“Hard to say. But if it doesn’t, R.J. and I have already chosen our course of action.” With an impatient flap of his hand, Ron gestured for his relative to stand. “Do what my cousin tells you, or else. Lauren, go shake his hand.”
Up close, Alex could estimate her height more accurately. Around five feet, give or take an inch. And at this distance, her eyes were even more arresting. A clear, soft green with the slightest hint of blue, they were her only feature an honest observer could call pretty.
Her palm was ludicrously small, her grip firm as they shook hands. If she’d taken offense at her cousin’s blunt order or his description of her as ridiculous and joyless, she didn’t show it.
Because Ron didn’t seem inclined to do the job, Alex completed the social ritual.
“Please let me introduce myself.” After he let go of her hand, he swept her a mocking bow. “Alexander Woodroe, at your service. Or, rather, at your command. For the next nine months, evidently.”
“I know who you are,” she said without a hint of a smile.
Her voice was unexpectedly low and rich, and he straightened abruptly at the sound of it.
I know who you are.
It was a simple statement.
It was also a condemnation.
No doubt Ron had told her plenty. But she didn’t know Alex. She didn’t know the first fucking thing about him, and neither did her asshole cousin. Yet there they stood, allied in their judgment of him and what he’d done.
Impotent fury crashed over him, and his self-control disappeared in the churn.
“So you do.” As he looked into those clear, calm eyes, his lip curled in disdain. “Shall I call you Mistress Lauren, do you think? Or will Nanny Clegg do?”
THAT COULD HAVE gone better, Lauren thought, keeping her arms loose by her sides, her hands unclenched, her posture open.
She’d assumed Ron would speak to his star privately first and allow the actor’s anger to dissipate before she met him, but no. Such consideration and discretion were beyond her cousin.
In retrospect, then, she should have skipped what she’d intended to be a simple acknowledgment of his fame and just claimed it was lovely to meet him. Which it wasn’t, but he was hardly the first furious person she’d ever encountered, and she usually knew how to handle this sort of situation more skillfully.

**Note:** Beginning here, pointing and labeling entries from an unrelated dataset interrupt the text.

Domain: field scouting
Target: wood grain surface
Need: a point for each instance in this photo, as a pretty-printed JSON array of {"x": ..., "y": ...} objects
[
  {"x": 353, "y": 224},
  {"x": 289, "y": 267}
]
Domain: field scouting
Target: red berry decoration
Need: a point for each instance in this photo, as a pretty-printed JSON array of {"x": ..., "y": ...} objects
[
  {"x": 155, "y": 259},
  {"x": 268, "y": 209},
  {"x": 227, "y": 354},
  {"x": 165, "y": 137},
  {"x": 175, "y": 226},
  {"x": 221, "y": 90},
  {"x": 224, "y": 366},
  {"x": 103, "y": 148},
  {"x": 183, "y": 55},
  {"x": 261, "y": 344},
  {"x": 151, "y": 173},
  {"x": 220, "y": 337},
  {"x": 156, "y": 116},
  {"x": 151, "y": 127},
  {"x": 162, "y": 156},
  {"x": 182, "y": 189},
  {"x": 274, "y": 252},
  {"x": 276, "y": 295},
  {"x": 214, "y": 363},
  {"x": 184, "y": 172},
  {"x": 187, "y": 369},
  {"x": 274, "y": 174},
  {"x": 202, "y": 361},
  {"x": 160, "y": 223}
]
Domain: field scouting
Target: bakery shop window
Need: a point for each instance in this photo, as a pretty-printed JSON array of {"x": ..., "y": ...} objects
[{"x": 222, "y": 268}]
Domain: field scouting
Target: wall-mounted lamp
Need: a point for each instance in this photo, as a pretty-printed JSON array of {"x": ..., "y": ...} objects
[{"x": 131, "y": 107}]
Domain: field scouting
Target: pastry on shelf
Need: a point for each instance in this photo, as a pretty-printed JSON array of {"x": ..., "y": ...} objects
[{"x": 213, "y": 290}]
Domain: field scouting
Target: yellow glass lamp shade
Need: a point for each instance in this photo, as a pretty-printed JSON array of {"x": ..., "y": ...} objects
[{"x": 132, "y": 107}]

After over a decade as an emergency services clinician, she’d better know.
“Please call me Lauren.” In hopes of defusing the situation, she made certain her tone was calm and pleasant. “What would you prefer I call you? Mr. Woodroe? Alexander?”
Compared to evaluating incoming ER patients, ones who arrived amid mental health crises and often departed without necessary resources in place to help them survive, this job—this fraught moment—should be a cakewalk. It was both temporary and unlikely to result in trays flung at her head while security guards came rushing into the fray.
It was even less likely to leave her brokenhearted and dangerously close to the end of her mental and physical rope.
“Alex, I suppose.” He cast a critical eye over her. “Is this your first day on set? Because I would have remembered seeing you before.”
That was likely a veiled insult, one she didn’t need to acknowledge. “I arrived over the weekend, so this is my third day on set. We must have been in different areas of filming before now, because I don’t remember seeing you either.”
And she would have, even hazy with jet lag on her first full day in Spain.
He was memorable. In a much better way than she was.
So was the entire, enormous set. As her exhaustion had eased and she was able to grapple with her surroundings more coherently, the network’s brazen, high-stakes gamble on Ron and R.J. had left her increasingly agog. The head of an actual network had given men like them control over thousands of people and millions of dollars? Really?
Carry yourself with the confidence of a mediocre white man. Whenever she heard that phrase, she always, always thought of Ron.
No wonder the show went off the rails as soon as E. Wade’s existing books had all been adapted. Once the showrunners had to forge ahead using their own ideas, everyone involved was screwed. Inevitably.
Still, the scope of the enterprise and the expertise of the actors and crew impressed the hell out of her. She wasn’t a fan of the show or her cousin, but she’d readily admit that.
Alex drummed his fingers against his tunic-covered thigh, his quiver of arrows at his feet. “So tell me, Lauren, what would you do if—”
“I have to go,” Ron interrupted. “I’ll leave you two to get acquainted. Lauren, you’ll stay in his trailer while he’s working, and I reserved you the room connected to his at the hotel. Anywhere else he goes, you’re with him, and you eat all meals together. Understood?”